En l’an 2000, avec Anne, nous partagions déjà un voyage dans l’Arctique canadien.
​Elle découvrait les Inuit, et commençait son travail sur les mains avec celles d’Iola Ikkidluak, sculpteur de Cap Dorset sur l’île de Baffin. Cette rencontre fut fondatrice d’une recherche qui a déjà mené la photographe au Sénégal, en Inde, en Tanzanie, en Thaïlande mais aussi à la rencontre des artisans du luxe, des verriers de Baccarat, etc…
​Quand Anne m’a demandé où il fallait aller pour rencontrer à nouveau des Inuit et continuer sa quête, la région d’Ammassalik était pour moi une évidence.
​Situé sur la côte Sud Est du Groenland à seulement une heure et demie de l’Islande, le district d’Ammassalik a une histoire singulière.
​Quand Gustav Holm aborde cette région en 1884, il rencontre une population humaine de 413 personnes isolée depuis plus de 8 siècles. Il semble bien que les courants marins et les vents n’aient pas entraîné vers cette zone les navigateurs Viking qui se sont installés à quelques centaines de kilomètres plus au sud vers l’an mille, ni même les baleiniers européens quatre siècles plus tard.
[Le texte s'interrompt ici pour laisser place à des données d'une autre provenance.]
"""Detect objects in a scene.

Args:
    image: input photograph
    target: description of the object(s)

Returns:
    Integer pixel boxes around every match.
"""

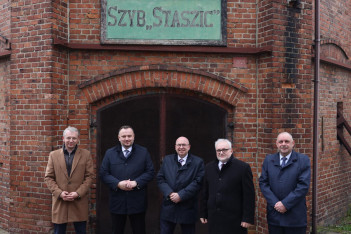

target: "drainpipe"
[312,0,320,234]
Ces hommes et ces femmes sont si isolés des autres Groenlandais que leur langage est aussi différent que peuvent l’être le français et l’allemand.
Après leur découverte, le gouvernement danois mit « sous cloche » cette région pendant plusieurs décennies, ce qui permît certainement une évolution de la population plus progressive qu’ailleurs et une augmentation du nombre de personnes.
Mais la protection avait d’autres travers : christianisation rapide et depuis bien ancrée, obligation de prendre un nom chrétien, déplacement forcé de plusieurs familles vers le nord pour constituer une nouvelle communauté à Ittoqotormit, abandon des habitats traditionnels, sédentarisation et plus récemment regroupement à Tassilaq et dans quelques petits villages.
Surprise pour la photographe, l’Inuk n’est pas particulièrement loquace vis-à-vis des étrangers. L’Inuk est silence – en Bretagne on dirait taiseux – pas de question, pas de réponse.
Minuscule élément d’un paysage gigantesque, l’Inuk est unique, mais il est aussi sa famille et ses ancêtres à la fois, une partie du grand tout. Il ne peut répondre aux questions qui ne le concernent pas immédiatement, sinon il faudrait qu’il s’exprime au nom de tous les autres.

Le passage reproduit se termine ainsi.